凄まじい勢いの矢を弾いた事で体勢が崩れてた、これなら……。
〔パンッ!!!〕
攻撃が当たるエフェクト。狙った場所は額。
「うそでしょ」
「今のはマジでやばかった」
アデルは額を手のひらでガードしていた。矢は手のひらを貫通し、矢じりはアデルの額に少し触れる程度だった。
なんでそれに反応できるのよ……!第六感を抜きにしたらハイセでも無理なんじゃ……。
「万策尽きたか?表情に出てるぜ」
「……」
そんな顔に出てたかしら。でも、まだ。
素早く矢を番え放つ。
「無駄だ」
『光風三閃』
「無駄だ!」
『業風剛穿』
「無駄だ!!」
アデルは悉く矢を叩き落として私に肉薄し、強烈な突きを放つ。
「ぐあっ……」
「もう終わりだ。これが弓術の限界だ」
限界……。そうね、これが限界よ。相手は槍、しかも槍術の次代継承者なのよ?頑張ったじゃない。

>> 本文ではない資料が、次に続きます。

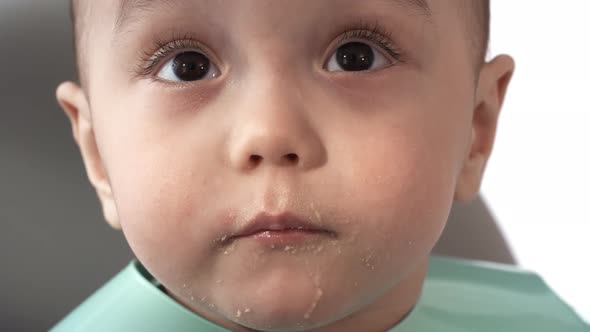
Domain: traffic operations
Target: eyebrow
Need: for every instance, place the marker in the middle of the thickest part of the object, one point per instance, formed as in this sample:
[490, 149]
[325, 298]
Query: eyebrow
[127, 8]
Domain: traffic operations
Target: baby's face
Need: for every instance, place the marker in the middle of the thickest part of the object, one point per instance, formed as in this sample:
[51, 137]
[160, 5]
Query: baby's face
[225, 126]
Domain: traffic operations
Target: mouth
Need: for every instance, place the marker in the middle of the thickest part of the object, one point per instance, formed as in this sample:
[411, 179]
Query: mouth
[280, 229]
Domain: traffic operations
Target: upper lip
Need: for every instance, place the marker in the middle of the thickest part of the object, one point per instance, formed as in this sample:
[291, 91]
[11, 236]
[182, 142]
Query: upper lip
[277, 222]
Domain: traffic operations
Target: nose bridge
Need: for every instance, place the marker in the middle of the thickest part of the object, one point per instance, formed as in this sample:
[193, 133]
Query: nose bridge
[273, 126]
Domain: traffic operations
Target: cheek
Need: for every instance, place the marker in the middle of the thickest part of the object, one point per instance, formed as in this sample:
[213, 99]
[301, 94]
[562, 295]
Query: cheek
[161, 191]
[399, 188]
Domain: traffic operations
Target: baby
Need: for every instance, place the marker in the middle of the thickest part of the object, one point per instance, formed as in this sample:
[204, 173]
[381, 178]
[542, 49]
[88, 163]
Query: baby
[288, 165]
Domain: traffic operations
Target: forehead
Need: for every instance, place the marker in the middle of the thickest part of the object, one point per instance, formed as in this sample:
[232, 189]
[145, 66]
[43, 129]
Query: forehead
[125, 11]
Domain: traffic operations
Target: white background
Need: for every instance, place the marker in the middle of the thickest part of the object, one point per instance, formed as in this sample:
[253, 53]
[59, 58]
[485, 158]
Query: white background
[538, 179]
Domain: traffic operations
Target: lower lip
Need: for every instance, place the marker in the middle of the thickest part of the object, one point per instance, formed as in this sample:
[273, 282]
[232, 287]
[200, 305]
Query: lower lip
[285, 237]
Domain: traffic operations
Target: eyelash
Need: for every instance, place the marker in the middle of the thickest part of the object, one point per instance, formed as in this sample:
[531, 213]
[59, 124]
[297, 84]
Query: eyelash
[372, 32]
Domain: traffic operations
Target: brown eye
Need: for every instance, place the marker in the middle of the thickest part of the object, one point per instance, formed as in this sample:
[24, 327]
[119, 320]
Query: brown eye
[187, 67]
[356, 56]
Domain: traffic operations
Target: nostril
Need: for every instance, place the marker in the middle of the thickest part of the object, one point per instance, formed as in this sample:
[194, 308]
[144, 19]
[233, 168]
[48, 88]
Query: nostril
[255, 159]
[292, 157]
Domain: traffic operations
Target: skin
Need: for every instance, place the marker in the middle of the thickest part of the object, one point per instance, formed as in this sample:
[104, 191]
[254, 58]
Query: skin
[381, 155]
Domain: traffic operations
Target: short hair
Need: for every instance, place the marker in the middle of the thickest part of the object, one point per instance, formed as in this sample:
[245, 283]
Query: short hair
[476, 14]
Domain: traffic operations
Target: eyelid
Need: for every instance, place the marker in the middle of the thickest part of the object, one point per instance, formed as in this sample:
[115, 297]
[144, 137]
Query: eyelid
[163, 50]
[375, 34]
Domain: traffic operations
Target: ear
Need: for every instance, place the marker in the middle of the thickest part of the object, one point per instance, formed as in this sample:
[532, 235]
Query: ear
[73, 100]
[491, 89]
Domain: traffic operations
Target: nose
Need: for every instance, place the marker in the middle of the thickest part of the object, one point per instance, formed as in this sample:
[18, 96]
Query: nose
[273, 129]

「次代継承者同士、礼儀として俺の扱う最大の型で沈めてやる」
光栄ね。いいわ、所詮ゲームよ、負けたってどうって事ない。どうってこと……。
私の目には観客席で私の戦いを見守るハイセの姿が目に入った。
なんで、そんな顔するのよ。絶望的な状況よ?私の弓術を封じられて、間合いも簡単に詰められちゃうし、HPも残り少ない。なのに…なんで。
なんで勝つと信じてやまないような顔をするのよ。
所詮ゲームなのよ?負けたって……。
「俺は先に行かせてもらう。ベネクト流を倒し、鷹見流を倒す。最強は槍術だと証明する」
「……」
鷹見流を倒す……ね。なんでかしら、鶴矢流を馬鹿にされる言葉よりも嫌な単語だわ。
『守られるだけじゃダメ、私もハイセを守れるように』
あの時の決心は、その程度の物じゃない。
ハイセは私を守る為に刀を抜いたこともある。
なにかを守る為に命を懸ける。ハイセに限らず鷹見家の人間はそうしてきた。だから彼らは英雄と称えられ冷血の鷹と揶揄されてしまう。
そんな彼らを1番近くで見てきたのは誰?
いつも守ってばかりの人を守る人がいたっていいじゃない。
みっともなくていい。必死に食らいつけ。
所詮ゲームだとしても、私は……。
「負けない……!!」
凄いスピードで迫るアデルはもうすぐそこまで来ていた。
「なにっ!?」
私は、弓の装備を解除した。
「なんのつもりだ…?……っ!?」
そして、私の腰には一振の日本刀。
「ハイセと同じ構え……そういう事か!!」
サブウェポン。最初に選んだ時、ハイセには適当って言ったけど、本当はこんな事があるんじゃないかって思って選んだの。
本当はダメな事だけど、負けるくらいなら。
「はぁぁぁあ!!!!」
アデルはもう止まれないと察し、強力な突きを放つ。
「鴇亜流『覇極穿』」
これが、最初で最後。あなたの力を借りるわ。
「鷹見流居合『幽冥一閃』」
互いの技が衝突する。勝敗は……。
「……」
「……剣術も使えるのかよ……」
アデルの首には鋭い斬撃が叩き込まれていた。
「これが、剣術?ただの猿真似よ、二度としないわ。国宝に失礼だから」
アデルの首が落ち、粒子となって消えた。
『しょ、勝者!!スミレ!!!!!』
サブウェポンは卑怯だったかしら。でも、ルールには則ってるから多目に見て欲しいわ。
「はぁ……後で謝っておかないと」
観客席のハイセは少し呆れたように笑っていた。
国宝の秘剣術を使うなんて、お父さんに知られたら大問題よ。じじ様……灰晴おじい様にも知られちゃうかしら。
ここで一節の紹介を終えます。